Cooperative Localization in Massive Networks
Yifeng Xiong, Nan Wu, Yuan Shen, Moe Z. Win

TL;DR
This paper analyzes the accuracy of cooperative localization in large wireless networks, revealing that average localization error increases logarithmically with decreasing anchor density, using a novel EFIM-based approach.
Contribution
It introduces a random-walk-inspired analysis of EFIM and a position information routing interpretation for large-scale cooperative network localization.
Findings
Localization error grows logarithmically with inverse anchor density.
The approach applies to large lattice and stochastic geometric networks.

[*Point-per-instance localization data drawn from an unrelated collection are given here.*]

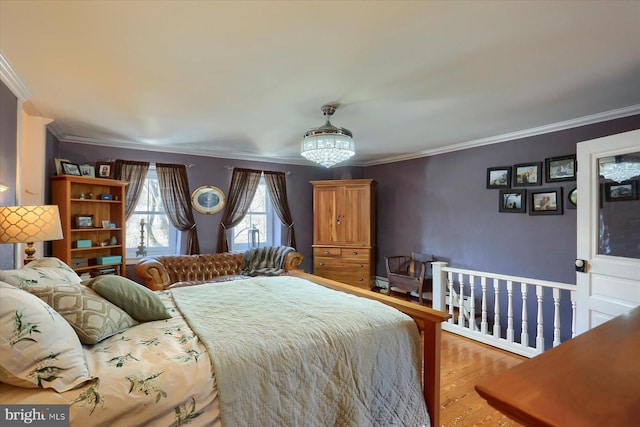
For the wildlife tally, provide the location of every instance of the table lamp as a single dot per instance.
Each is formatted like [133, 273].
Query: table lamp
[28, 224]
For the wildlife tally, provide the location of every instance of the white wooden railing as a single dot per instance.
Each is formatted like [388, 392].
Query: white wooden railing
[457, 291]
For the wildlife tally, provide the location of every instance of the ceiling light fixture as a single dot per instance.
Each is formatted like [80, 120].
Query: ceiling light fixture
[328, 145]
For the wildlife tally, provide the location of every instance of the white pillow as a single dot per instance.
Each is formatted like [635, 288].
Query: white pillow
[38, 348]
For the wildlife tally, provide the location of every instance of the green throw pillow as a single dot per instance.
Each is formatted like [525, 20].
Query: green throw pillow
[139, 302]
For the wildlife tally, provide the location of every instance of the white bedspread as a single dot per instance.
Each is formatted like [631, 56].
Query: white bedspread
[287, 352]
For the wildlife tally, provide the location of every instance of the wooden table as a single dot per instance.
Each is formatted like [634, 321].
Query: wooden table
[591, 380]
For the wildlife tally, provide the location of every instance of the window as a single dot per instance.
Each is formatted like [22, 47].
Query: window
[160, 237]
[260, 217]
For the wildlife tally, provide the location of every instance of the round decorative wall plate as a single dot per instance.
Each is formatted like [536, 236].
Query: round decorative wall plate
[207, 199]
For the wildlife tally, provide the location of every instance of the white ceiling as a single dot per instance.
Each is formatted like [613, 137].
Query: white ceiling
[246, 79]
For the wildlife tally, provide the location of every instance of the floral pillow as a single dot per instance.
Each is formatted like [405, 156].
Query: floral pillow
[38, 348]
[44, 271]
[91, 316]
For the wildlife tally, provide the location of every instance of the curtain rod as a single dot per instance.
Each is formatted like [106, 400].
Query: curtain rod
[187, 165]
[230, 168]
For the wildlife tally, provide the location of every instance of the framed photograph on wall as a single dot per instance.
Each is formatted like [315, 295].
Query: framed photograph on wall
[514, 201]
[572, 197]
[105, 169]
[618, 192]
[207, 199]
[545, 201]
[561, 168]
[499, 177]
[525, 174]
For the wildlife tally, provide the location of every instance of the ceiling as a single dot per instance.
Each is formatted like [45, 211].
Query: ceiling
[246, 79]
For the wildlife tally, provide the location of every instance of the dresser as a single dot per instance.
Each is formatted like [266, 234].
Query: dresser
[344, 231]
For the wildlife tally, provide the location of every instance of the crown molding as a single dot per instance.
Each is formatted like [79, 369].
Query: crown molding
[526, 133]
[130, 145]
[540, 130]
[10, 78]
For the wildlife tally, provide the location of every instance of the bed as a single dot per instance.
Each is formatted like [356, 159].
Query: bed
[213, 360]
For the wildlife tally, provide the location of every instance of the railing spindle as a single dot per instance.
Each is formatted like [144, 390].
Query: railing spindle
[556, 317]
[472, 303]
[493, 333]
[461, 300]
[510, 311]
[540, 320]
[524, 334]
[497, 333]
[451, 293]
[483, 323]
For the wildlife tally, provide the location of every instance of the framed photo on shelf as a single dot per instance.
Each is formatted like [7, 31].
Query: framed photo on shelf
[526, 174]
[70, 169]
[514, 201]
[618, 192]
[561, 168]
[105, 169]
[88, 170]
[207, 199]
[546, 201]
[84, 221]
[499, 177]
[59, 162]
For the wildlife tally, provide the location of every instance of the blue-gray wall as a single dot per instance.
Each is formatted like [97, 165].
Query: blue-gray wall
[436, 204]
[216, 171]
[8, 151]
[440, 205]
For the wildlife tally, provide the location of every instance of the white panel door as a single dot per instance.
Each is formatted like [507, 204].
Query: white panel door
[608, 228]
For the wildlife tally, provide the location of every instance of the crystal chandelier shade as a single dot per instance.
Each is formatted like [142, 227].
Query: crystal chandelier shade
[328, 145]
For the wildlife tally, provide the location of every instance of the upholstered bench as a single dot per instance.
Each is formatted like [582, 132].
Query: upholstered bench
[161, 272]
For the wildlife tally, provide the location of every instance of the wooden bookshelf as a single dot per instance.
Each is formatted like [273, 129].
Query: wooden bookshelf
[80, 196]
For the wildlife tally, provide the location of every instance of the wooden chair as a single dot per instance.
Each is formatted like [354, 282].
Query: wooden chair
[409, 273]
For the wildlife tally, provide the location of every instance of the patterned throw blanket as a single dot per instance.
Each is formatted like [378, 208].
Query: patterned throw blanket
[266, 261]
[288, 352]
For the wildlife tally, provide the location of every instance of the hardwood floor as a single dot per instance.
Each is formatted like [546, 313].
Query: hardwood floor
[464, 363]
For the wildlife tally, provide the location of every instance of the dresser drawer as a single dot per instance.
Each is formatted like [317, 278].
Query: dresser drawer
[351, 272]
[327, 252]
[355, 255]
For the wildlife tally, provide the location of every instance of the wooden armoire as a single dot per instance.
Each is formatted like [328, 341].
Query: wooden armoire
[344, 237]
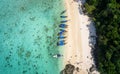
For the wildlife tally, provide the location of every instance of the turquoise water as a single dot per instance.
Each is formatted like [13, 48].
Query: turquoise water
[28, 36]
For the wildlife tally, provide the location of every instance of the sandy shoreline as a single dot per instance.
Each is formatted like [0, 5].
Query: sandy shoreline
[77, 50]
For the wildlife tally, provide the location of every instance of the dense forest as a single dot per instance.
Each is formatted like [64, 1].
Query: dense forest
[106, 15]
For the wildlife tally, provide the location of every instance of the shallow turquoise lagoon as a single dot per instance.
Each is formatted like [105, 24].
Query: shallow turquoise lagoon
[28, 36]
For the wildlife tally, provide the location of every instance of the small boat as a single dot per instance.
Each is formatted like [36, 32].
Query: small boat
[61, 37]
[63, 25]
[57, 56]
[63, 16]
[63, 12]
[61, 43]
[64, 21]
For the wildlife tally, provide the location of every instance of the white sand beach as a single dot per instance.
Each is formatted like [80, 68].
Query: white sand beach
[77, 49]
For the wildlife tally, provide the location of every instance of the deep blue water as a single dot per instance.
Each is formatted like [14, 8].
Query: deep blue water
[28, 36]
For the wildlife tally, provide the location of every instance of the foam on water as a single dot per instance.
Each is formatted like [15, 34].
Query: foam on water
[28, 36]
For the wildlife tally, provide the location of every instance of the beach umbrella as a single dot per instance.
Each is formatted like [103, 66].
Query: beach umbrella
[61, 32]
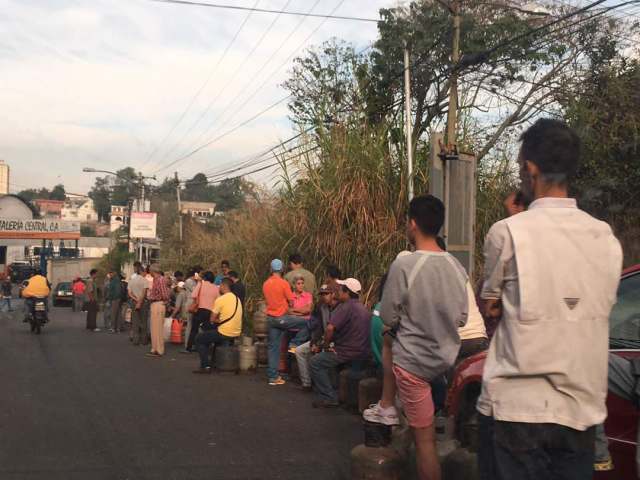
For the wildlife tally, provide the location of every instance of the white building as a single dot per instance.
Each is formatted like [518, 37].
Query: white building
[4, 178]
[80, 209]
[200, 211]
[119, 216]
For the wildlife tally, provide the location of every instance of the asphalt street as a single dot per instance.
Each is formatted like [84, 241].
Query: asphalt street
[81, 405]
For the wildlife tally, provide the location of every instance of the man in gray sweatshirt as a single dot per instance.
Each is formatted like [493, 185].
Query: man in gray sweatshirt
[425, 301]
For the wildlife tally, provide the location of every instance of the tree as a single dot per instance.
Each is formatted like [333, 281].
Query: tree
[114, 190]
[87, 231]
[327, 83]
[58, 193]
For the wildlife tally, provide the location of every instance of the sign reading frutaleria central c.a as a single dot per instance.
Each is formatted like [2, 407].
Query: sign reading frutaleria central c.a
[47, 229]
[143, 225]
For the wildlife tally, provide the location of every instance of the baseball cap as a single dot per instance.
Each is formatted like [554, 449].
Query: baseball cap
[351, 283]
[276, 265]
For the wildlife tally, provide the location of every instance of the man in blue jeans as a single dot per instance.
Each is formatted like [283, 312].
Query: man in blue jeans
[346, 339]
[278, 297]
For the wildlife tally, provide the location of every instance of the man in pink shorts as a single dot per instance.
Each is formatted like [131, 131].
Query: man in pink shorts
[424, 303]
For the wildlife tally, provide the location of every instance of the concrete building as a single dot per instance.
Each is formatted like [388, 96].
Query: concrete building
[4, 178]
[200, 211]
[79, 209]
[23, 235]
[119, 217]
[49, 208]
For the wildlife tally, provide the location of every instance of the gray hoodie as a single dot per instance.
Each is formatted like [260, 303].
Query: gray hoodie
[425, 301]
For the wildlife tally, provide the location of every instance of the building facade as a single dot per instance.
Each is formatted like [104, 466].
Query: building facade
[49, 208]
[4, 178]
[79, 209]
[199, 211]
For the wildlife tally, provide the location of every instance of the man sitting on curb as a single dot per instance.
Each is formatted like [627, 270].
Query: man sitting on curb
[346, 339]
[317, 325]
[225, 324]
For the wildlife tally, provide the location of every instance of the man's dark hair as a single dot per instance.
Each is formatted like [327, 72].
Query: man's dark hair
[208, 276]
[351, 294]
[521, 200]
[554, 148]
[334, 272]
[296, 258]
[193, 270]
[428, 213]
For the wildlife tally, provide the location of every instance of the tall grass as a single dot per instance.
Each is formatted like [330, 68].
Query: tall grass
[344, 203]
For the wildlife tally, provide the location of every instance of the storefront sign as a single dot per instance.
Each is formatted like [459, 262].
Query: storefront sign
[39, 228]
[143, 225]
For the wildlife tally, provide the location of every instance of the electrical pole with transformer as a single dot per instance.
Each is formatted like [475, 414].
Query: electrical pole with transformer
[452, 174]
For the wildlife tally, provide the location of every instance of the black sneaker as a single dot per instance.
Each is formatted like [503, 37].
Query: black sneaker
[206, 370]
[324, 404]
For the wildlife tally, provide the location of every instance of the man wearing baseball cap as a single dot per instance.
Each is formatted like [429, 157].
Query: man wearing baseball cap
[346, 339]
[278, 297]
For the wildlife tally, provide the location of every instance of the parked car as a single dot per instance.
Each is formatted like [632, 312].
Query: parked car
[622, 422]
[62, 295]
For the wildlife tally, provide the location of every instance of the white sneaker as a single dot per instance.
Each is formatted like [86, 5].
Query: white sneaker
[386, 416]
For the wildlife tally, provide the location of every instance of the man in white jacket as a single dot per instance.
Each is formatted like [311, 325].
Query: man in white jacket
[552, 273]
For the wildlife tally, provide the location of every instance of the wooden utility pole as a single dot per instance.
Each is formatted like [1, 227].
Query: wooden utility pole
[452, 114]
[179, 211]
[407, 122]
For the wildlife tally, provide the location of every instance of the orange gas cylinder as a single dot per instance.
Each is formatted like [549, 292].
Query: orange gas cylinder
[176, 332]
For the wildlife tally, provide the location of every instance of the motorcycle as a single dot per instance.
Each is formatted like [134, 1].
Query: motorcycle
[38, 316]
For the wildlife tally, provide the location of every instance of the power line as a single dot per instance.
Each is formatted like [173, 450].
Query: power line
[200, 90]
[266, 10]
[228, 132]
[196, 150]
[266, 80]
[233, 76]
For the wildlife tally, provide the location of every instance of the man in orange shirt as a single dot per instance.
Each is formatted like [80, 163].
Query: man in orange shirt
[278, 297]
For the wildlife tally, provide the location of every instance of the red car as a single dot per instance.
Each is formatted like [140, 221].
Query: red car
[622, 422]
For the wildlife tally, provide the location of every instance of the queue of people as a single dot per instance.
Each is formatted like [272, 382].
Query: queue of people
[550, 278]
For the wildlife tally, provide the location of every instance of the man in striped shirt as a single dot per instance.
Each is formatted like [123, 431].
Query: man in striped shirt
[158, 297]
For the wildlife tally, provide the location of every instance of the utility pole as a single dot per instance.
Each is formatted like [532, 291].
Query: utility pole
[452, 114]
[407, 121]
[179, 212]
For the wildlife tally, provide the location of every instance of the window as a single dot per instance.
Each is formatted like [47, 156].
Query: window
[625, 316]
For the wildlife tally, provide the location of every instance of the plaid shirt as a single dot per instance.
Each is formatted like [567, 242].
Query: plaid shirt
[159, 291]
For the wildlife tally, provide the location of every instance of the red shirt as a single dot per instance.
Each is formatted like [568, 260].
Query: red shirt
[277, 295]
[159, 291]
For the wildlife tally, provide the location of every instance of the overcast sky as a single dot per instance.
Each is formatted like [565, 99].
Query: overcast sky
[100, 83]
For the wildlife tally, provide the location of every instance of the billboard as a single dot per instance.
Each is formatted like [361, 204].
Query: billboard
[143, 225]
[47, 229]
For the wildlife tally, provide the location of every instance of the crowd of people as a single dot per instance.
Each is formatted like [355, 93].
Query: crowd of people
[550, 278]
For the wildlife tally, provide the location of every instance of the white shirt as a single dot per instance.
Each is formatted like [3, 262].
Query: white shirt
[556, 270]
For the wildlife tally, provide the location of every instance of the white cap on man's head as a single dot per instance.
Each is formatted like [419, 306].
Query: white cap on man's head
[352, 284]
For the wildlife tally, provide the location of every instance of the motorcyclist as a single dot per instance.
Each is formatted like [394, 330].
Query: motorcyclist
[37, 287]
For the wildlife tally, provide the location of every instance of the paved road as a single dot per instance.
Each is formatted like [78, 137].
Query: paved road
[80, 405]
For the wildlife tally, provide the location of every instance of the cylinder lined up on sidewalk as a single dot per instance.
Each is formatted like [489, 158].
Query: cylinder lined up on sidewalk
[248, 359]
[227, 358]
[384, 463]
[260, 327]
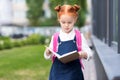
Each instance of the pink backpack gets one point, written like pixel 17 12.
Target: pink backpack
pixel 78 42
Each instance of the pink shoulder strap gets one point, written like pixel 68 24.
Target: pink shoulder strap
pixel 78 40
pixel 55 42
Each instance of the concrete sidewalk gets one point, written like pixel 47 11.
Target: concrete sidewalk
pixel 89 71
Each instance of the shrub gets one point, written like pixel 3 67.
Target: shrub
pixel 17 43
pixel 7 44
pixel 1 47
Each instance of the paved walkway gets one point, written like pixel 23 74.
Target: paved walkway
pixel 89 71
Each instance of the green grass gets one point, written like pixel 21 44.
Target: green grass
pixel 25 63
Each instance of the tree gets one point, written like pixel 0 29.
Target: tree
pixel 34 11
pixel 82 12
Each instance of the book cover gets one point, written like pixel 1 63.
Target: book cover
pixel 67 57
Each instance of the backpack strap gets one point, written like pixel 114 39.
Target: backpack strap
pixel 78 39
pixel 79 43
pixel 55 43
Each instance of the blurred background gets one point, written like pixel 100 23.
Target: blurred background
pixel 27 25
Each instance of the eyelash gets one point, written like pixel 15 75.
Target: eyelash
pixel 68 22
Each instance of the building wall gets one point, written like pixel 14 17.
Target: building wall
pixel 106 38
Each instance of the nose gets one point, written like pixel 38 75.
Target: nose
pixel 66 24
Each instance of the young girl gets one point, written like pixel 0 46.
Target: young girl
pixel 67 17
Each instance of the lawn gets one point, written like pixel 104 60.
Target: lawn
pixel 25 63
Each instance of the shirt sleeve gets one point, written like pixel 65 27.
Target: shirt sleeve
pixel 86 48
pixel 51 46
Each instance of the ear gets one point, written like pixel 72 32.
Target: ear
pixel 76 7
pixel 57 8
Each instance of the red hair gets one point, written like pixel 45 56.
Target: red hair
pixel 67 9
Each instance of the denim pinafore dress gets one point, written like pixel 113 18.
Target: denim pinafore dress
pixel 69 71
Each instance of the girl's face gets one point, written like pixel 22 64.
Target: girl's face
pixel 67 23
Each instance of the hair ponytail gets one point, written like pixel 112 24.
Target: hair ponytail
pixel 57 8
pixel 76 7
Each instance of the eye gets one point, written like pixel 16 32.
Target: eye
pixel 63 22
pixel 69 22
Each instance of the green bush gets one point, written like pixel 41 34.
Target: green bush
pixel 17 43
pixel 1 47
pixel 42 39
pixel 7 44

Numerical examples validate the theoretical results.
Abstract
Network localization is capable of providing accurate and ubiquitous position information for numerous wireless applications. This paper studies the accuracy of cooperative network localization in large-scale wireless networks. Based on a decomposition of the equivalent Fisher information matrix (EFIM), we develop a random-walk-inspired approach for the analysis of EFIM, and propose a position information routing interpretation of cooperative network localization. Using this approach, we show that in large lattice and stochastic geometric networks, when anchors are uniformly distributed, the average localization error of agents grows logarithmically with the reciprocal of anchor density in an asymptotic regime. The results are further illustrated using numerical examples.